BEA ceased operations in 1974 when it was merged with the British Overseas Airways Corporation to form British Airways, which continued to operate from Jersey. There was further expansion of routes, but the airline was struggling to make them financially successful, and in August 1979 they announced that they were pulling out of all but the major routes, with the others taken up by a variety of independent airlines.
BEA plans for 1948
From Flight, 22 January 1948
BEA have already made plans for high-frequency air services next summer to the Isle of Man and the Channel Islands. All these will operate with Dakota aircraft except the service to Alderney and the inter-island flights between Jersey and Guernsey which will continue to be flown with Rapides.

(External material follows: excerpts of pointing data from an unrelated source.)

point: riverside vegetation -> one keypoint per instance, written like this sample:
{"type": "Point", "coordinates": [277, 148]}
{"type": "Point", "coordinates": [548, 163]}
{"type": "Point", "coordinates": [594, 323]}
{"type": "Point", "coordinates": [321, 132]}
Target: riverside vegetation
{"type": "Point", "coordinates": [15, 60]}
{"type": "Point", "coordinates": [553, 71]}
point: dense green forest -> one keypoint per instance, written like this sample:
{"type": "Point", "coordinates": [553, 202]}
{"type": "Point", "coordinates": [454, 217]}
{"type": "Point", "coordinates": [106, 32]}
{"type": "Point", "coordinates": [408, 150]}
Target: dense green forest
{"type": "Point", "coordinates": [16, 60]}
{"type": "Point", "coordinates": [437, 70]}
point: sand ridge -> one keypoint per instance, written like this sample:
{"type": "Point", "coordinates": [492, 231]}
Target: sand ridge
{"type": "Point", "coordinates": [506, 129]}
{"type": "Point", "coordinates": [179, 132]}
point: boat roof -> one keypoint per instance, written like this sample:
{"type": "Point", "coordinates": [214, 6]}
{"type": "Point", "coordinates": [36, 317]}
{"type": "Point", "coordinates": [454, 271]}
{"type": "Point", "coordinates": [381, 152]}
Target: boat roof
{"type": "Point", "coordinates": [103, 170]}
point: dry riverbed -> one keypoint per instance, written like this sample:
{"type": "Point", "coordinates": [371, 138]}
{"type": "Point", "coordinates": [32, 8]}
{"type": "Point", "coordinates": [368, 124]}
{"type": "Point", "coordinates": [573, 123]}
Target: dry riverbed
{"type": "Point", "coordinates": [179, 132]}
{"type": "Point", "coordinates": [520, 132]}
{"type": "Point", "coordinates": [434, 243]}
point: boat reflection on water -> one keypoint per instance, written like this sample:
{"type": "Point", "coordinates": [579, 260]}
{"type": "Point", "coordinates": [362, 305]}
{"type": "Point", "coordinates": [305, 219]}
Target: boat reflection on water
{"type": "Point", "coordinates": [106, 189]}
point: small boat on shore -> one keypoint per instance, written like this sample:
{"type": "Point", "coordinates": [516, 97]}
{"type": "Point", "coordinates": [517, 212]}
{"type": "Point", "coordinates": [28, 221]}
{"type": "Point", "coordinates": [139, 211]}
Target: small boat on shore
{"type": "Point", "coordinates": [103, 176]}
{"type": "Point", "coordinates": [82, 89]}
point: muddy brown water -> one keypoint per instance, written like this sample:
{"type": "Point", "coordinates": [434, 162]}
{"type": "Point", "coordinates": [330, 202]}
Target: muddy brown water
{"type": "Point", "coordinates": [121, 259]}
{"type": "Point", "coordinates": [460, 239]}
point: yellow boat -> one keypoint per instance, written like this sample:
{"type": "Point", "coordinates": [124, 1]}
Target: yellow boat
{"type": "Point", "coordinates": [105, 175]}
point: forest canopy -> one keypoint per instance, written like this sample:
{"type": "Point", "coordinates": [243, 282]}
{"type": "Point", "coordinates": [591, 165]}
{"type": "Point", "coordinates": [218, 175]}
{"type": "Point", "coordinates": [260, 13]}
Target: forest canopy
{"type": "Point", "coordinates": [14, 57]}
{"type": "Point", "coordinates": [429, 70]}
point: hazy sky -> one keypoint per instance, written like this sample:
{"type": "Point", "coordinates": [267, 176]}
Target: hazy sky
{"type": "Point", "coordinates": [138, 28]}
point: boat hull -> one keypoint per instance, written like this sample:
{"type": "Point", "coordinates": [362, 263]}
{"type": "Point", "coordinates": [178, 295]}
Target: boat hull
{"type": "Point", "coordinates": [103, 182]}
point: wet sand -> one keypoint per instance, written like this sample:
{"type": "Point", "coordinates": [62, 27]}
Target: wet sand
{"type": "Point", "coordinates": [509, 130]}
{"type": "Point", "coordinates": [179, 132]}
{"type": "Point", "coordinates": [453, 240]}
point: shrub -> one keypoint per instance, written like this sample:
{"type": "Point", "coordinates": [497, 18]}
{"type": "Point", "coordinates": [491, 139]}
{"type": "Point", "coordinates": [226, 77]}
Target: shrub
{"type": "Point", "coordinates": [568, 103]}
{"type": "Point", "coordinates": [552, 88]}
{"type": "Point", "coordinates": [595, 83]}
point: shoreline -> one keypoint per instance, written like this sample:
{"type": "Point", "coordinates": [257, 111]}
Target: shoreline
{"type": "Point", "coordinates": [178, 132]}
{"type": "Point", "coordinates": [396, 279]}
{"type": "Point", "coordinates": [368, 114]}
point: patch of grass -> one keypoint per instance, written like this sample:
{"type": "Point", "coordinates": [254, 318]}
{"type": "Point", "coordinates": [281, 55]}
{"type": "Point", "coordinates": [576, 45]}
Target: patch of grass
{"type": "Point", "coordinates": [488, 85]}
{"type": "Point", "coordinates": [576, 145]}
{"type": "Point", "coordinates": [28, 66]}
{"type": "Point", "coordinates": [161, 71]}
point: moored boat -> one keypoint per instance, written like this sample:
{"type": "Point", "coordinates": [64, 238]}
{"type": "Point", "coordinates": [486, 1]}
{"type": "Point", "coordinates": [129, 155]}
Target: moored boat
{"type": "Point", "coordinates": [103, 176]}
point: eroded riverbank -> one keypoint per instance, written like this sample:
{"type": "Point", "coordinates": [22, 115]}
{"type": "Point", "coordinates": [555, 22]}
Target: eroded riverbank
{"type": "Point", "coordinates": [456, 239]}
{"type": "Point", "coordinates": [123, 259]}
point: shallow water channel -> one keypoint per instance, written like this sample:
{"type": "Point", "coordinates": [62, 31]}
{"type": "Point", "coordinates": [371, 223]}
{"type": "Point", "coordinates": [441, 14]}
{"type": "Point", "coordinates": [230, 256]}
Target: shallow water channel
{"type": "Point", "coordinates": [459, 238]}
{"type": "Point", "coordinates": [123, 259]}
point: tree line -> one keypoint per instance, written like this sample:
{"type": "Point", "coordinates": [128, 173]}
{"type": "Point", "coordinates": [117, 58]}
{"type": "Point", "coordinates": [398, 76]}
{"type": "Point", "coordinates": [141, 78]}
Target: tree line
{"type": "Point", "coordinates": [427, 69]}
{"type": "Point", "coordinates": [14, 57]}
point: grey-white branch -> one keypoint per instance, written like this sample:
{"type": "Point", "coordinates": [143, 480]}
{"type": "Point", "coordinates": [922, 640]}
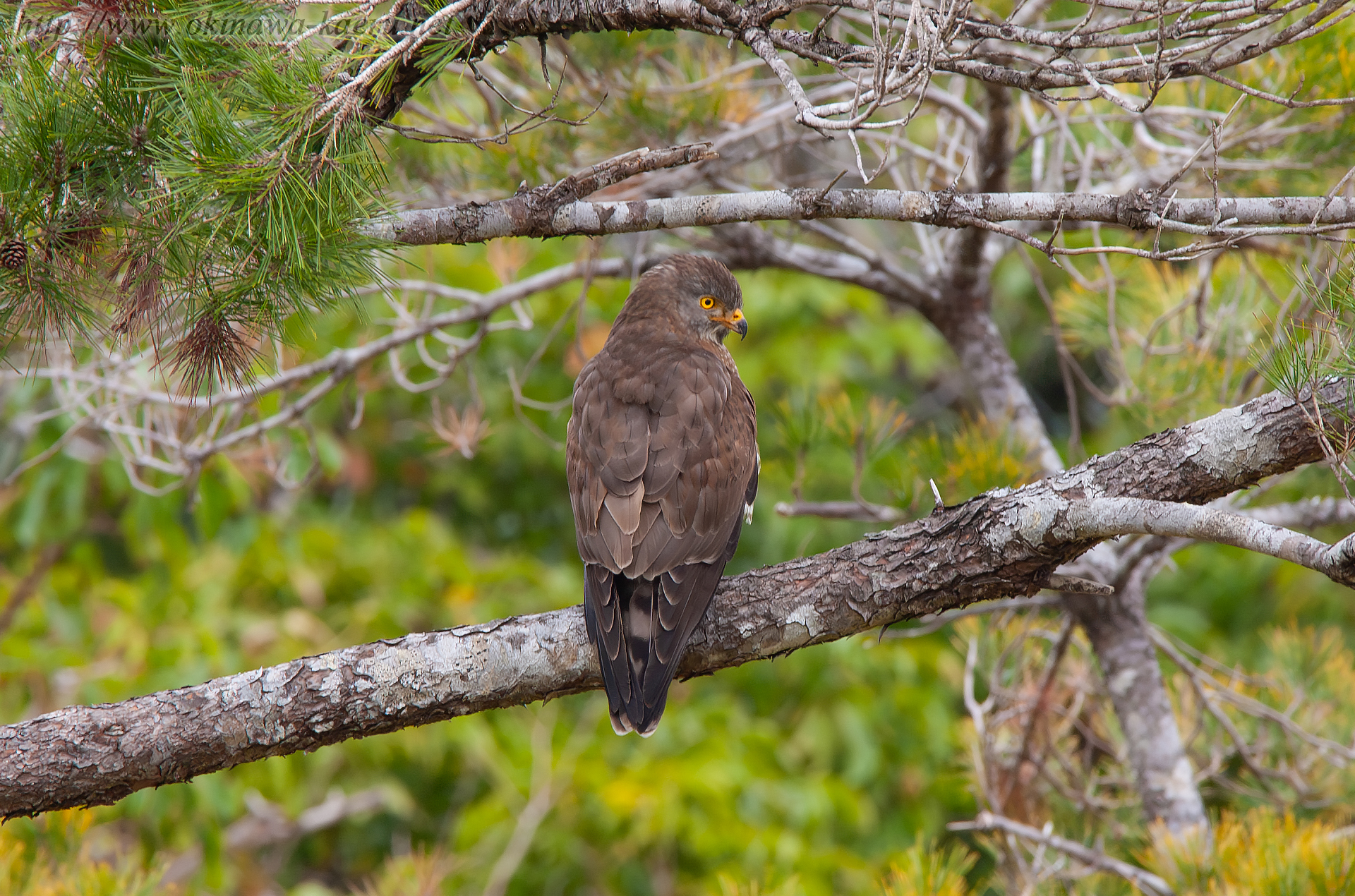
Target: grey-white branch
{"type": "Point", "coordinates": [1003, 544]}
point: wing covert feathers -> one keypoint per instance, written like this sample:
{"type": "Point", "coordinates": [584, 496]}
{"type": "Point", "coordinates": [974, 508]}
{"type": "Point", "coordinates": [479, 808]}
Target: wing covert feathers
{"type": "Point", "coordinates": [661, 459]}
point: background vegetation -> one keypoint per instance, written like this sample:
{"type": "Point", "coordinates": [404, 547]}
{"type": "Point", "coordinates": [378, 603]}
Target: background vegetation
{"type": "Point", "coordinates": [832, 770]}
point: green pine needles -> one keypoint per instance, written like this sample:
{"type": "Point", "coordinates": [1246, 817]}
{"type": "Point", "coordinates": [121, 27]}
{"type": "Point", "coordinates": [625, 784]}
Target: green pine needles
{"type": "Point", "coordinates": [171, 179]}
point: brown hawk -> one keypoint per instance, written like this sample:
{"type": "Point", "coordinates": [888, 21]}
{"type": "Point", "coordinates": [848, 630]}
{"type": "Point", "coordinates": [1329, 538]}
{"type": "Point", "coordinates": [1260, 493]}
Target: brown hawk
{"type": "Point", "coordinates": [661, 459]}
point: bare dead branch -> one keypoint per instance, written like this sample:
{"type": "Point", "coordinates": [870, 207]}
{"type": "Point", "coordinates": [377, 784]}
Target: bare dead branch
{"type": "Point", "coordinates": [1243, 219]}
{"type": "Point", "coordinates": [1092, 859]}
{"type": "Point", "coordinates": [998, 545]}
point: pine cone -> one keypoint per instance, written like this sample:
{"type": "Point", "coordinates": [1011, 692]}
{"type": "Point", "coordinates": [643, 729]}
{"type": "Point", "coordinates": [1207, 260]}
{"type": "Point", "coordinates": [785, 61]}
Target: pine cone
{"type": "Point", "coordinates": [14, 254]}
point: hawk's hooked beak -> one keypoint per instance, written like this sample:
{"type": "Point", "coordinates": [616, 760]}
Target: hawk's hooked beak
{"type": "Point", "coordinates": [736, 322]}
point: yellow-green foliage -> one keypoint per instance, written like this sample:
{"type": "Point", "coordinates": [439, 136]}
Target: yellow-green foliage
{"type": "Point", "coordinates": [925, 871]}
{"type": "Point", "coordinates": [976, 457]}
{"type": "Point", "coordinates": [60, 861]}
{"type": "Point", "coordinates": [1258, 853]}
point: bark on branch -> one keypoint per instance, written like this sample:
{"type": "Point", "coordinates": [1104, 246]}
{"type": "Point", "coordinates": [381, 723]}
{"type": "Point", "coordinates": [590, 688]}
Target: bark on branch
{"type": "Point", "coordinates": [998, 545]}
{"type": "Point", "coordinates": [1228, 219]}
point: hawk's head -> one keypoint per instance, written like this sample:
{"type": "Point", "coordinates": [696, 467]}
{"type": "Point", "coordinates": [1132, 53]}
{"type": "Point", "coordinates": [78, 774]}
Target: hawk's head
{"type": "Point", "coordinates": [698, 294]}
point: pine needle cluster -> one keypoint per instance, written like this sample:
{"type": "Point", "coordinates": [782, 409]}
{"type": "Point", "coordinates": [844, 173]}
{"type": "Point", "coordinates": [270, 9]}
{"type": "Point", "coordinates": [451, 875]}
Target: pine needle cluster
{"type": "Point", "coordinates": [174, 179]}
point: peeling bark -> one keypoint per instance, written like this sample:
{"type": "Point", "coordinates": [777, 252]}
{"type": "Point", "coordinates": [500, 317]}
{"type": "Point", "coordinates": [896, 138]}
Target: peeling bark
{"type": "Point", "coordinates": [1118, 631]}
{"type": "Point", "coordinates": [998, 545]}
{"type": "Point", "coordinates": [476, 223]}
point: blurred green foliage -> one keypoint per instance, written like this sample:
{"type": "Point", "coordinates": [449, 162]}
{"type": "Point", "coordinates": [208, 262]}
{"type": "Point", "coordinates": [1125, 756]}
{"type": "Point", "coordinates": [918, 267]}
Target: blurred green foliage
{"type": "Point", "coordinates": [831, 770]}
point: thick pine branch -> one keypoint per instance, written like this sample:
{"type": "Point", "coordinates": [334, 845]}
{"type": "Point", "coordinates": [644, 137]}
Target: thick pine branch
{"type": "Point", "coordinates": [998, 545]}
{"type": "Point", "coordinates": [538, 216]}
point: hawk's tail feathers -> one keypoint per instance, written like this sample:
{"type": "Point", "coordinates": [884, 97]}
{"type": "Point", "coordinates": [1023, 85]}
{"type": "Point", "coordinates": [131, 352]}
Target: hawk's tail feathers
{"type": "Point", "coordinates": [640, 631]}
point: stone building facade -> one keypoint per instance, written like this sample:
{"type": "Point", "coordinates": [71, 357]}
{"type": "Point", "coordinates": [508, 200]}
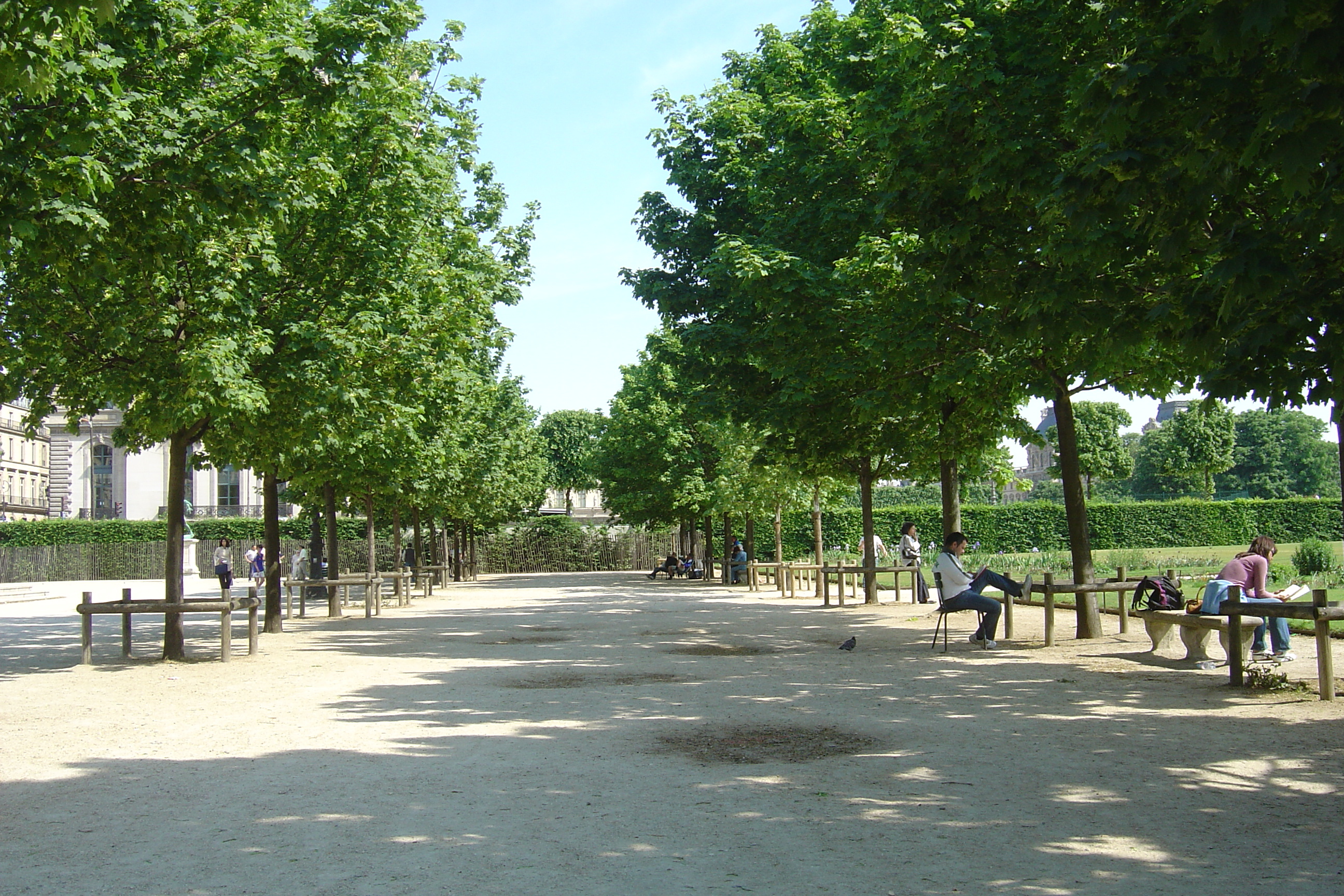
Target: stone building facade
{"type": "Point", "coordinates": [94, 479]}
{"type": "Point", "coordinates": [26, 465]}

The new summer schedules, which are due to come into operation on 18 April, have been drawn up as a result of the experience of last summer's capacity bookings, especially at weekends.
A daily, non-stop service is being introduced between Northolt and the Isle of Man, taking just under two hours. Manchester, Glasgow and Blackpool will be linked to the island by two daily flights each way and Belfast and Carlisle by one; from Liverpool there will be four to seven daily flights each way according to the season and the day of the week.
Between 18 April and 30 May Channel Island visitors will have five daily services between Northolt and Jersey at weekends and four in midweek. From 31 May these will be increased to nine at weekends and seven on weekdays.
From 18 April there will also be two return flights daily between London and Guernsey; from Southampton Jersey has two, Guernsey three and Alderney two. A total of 14 to 16 flights daily link the three main Channel Islands and this inter-island service will operate at high frequency between Jersey and Guernsey.